Description of problem:Restoring back fails on appliances setup in replication using pglogical due to replication slots always accessing the db while trying to restore. Version-Release number of selected component (if applicable):5.7.0.9 and 5.6.2.2 How reproducible:100% Steps to Reproduce: 1.provision 2 appliances 2.configure internal database region99 3.configure second, fetching v2_key from first and setting it as region1 4.wait for evm 5.connect to webui or rr1 6.navigate to settings-configuration-settings-region-replication 7.select type 'Remote' hit save 8.connect to webui or rr99 9.navigate to settings-configuration-settings-region-replication 10.select type 'Global' 11.add subscription filling in details of rr1 12.click verify/save 13.make a backup of both appliances 14.stop evmserverd 15.restore backup to appliances Actual results:Restore fails using appliance_console due to there being connections to the database Expected results:restore completes successfully Additional info: dropdb: database removal failed: ERROR: database "vmdb_production" is used by a logical replication slot DETAIL: There is 1 slot, 1 of them active. You can run pg_restore without dropping the db but you get 1404 errors also evm will not start back up afterwards.

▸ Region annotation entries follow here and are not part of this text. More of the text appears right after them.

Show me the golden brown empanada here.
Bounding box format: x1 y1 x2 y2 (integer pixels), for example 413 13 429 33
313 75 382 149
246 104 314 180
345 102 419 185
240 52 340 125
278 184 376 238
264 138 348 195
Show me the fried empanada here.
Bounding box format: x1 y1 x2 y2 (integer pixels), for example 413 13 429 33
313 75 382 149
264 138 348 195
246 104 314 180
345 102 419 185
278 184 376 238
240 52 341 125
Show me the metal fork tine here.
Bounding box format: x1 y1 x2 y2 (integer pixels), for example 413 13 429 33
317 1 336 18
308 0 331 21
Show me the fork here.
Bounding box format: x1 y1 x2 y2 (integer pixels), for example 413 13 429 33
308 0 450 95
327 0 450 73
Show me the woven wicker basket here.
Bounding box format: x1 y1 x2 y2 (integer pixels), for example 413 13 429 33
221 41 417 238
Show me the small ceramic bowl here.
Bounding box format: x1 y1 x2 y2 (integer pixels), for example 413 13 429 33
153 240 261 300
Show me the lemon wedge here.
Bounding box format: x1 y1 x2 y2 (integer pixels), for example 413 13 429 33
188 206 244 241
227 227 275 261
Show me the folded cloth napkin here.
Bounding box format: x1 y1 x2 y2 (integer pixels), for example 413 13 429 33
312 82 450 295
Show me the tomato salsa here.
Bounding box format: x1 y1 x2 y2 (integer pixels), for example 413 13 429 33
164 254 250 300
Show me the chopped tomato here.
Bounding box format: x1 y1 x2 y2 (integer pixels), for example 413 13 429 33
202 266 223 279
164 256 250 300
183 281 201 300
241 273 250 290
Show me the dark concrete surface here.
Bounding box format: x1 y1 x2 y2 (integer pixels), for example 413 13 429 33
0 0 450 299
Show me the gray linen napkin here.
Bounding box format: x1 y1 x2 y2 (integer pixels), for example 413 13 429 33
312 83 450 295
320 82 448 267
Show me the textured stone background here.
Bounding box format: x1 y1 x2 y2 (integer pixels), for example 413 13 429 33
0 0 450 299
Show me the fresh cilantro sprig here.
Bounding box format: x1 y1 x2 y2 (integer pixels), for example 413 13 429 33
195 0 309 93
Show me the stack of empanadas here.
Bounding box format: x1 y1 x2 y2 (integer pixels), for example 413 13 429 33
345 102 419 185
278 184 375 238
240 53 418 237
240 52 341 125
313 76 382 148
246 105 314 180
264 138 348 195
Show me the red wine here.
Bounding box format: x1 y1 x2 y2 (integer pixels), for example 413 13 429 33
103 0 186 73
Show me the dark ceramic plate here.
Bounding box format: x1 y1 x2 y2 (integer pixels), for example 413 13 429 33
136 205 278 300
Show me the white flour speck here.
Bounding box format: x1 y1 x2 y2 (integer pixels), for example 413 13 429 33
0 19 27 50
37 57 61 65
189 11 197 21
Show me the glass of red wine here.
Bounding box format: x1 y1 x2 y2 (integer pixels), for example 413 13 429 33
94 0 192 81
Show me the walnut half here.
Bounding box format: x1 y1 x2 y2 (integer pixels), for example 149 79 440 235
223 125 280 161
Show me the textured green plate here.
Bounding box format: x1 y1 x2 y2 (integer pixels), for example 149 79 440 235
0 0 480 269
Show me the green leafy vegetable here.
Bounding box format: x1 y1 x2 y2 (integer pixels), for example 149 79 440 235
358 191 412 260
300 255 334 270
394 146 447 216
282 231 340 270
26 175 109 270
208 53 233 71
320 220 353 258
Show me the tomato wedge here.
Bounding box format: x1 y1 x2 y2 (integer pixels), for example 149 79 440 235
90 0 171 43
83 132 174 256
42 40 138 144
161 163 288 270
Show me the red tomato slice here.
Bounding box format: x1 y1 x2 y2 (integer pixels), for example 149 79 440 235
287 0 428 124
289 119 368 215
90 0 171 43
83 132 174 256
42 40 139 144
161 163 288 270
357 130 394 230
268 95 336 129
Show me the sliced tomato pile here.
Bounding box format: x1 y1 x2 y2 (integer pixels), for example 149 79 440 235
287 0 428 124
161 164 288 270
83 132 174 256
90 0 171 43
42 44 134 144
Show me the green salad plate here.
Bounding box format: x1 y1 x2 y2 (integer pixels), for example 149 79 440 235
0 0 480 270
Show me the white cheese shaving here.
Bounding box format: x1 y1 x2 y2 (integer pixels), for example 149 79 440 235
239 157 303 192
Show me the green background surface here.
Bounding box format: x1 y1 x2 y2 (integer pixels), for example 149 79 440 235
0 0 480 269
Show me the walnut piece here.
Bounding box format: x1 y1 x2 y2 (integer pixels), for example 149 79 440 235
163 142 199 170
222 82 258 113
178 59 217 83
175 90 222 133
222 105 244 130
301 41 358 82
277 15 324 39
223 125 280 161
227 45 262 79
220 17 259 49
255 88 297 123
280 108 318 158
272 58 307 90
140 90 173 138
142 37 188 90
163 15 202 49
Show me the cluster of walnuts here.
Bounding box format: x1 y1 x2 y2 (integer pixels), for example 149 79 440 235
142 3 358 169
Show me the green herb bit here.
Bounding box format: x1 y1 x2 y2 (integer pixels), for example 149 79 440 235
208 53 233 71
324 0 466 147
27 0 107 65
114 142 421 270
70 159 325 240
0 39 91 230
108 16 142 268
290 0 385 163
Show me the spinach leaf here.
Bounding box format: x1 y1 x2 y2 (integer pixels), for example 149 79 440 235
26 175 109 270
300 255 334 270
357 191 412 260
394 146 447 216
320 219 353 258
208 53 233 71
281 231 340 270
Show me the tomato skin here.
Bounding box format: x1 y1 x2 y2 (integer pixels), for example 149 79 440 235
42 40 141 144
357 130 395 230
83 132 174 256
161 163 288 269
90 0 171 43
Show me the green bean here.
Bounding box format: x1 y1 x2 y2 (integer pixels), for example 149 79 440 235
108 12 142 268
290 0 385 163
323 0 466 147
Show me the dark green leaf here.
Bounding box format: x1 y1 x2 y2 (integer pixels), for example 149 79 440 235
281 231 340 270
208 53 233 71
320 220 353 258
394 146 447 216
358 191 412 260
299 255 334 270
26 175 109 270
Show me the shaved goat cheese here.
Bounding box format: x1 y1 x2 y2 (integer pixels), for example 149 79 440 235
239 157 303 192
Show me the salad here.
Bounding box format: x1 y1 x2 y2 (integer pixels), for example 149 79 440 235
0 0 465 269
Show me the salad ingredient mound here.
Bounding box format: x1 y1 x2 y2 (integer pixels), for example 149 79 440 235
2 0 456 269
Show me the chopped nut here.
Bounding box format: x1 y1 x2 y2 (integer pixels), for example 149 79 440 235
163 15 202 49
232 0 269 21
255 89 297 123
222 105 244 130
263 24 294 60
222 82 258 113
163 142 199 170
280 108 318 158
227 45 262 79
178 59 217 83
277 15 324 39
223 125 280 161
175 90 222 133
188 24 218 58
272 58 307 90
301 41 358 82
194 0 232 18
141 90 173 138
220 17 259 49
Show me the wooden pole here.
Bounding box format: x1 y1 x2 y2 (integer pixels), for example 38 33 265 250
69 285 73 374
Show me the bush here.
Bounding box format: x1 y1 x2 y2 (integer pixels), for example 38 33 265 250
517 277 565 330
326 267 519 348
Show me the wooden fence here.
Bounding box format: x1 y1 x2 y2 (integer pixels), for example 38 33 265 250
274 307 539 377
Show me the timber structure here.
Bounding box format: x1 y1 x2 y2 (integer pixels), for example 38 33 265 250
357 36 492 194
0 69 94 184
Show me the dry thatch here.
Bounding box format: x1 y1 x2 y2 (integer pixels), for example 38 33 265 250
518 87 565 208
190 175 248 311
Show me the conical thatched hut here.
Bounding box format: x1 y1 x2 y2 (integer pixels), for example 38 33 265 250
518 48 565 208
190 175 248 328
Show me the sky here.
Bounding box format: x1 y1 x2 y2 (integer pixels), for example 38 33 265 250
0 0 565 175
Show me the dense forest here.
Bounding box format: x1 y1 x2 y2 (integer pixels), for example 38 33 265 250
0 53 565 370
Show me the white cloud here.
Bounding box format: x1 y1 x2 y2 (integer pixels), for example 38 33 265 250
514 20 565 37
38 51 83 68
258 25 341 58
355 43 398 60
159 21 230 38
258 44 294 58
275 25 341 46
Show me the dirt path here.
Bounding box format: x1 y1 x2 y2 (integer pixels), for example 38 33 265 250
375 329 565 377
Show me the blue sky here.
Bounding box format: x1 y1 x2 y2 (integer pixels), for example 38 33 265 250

Luke, Can you list out exactly how you went about creating the backup and doing the restore? For example did you use pg_dump manually or did you use the rake task? Same with the restore, did you use the console? Also, it looks like some of this stuff might log to the appliance_console.log can you check for any additional output there? Thanks
So you can finish up the restore if you drop the subscription on the global region. That is the extra connection that is preventing the restore from moving forward. We can make that a check we do during the restore process (drop the subscription or warn about it). Another issue we will run into is that replication won't survive the backup/restore process. This is because pg_dump doesn't handle replication slots which is what pglogical relies on to work. We would need to change the format of the backup file to include cfme specific metadata about replication slots. That would be similar to the changes made to the upgrade script for this issue https://bugzilla.redhat.com/show_bug.cgi?id=1391693
This PR will allow the restore to go through as long as we are either restoring to a global database or there are no subscriptions to the remote database. We get around the connection problem by dropping subscriptions if they exist in global databases before executing the restore. To restore a remote database, the subscription will have to be dropped manually before attempting the restore. https://github.com/ManageIQ/manageiq-gems-pending/pull/23 Unfortunately, this does not solve the issue of replication not working after the restore, but hopefully this we be enough for this blocker bug as fixing replication for the restore will be a much larger effort.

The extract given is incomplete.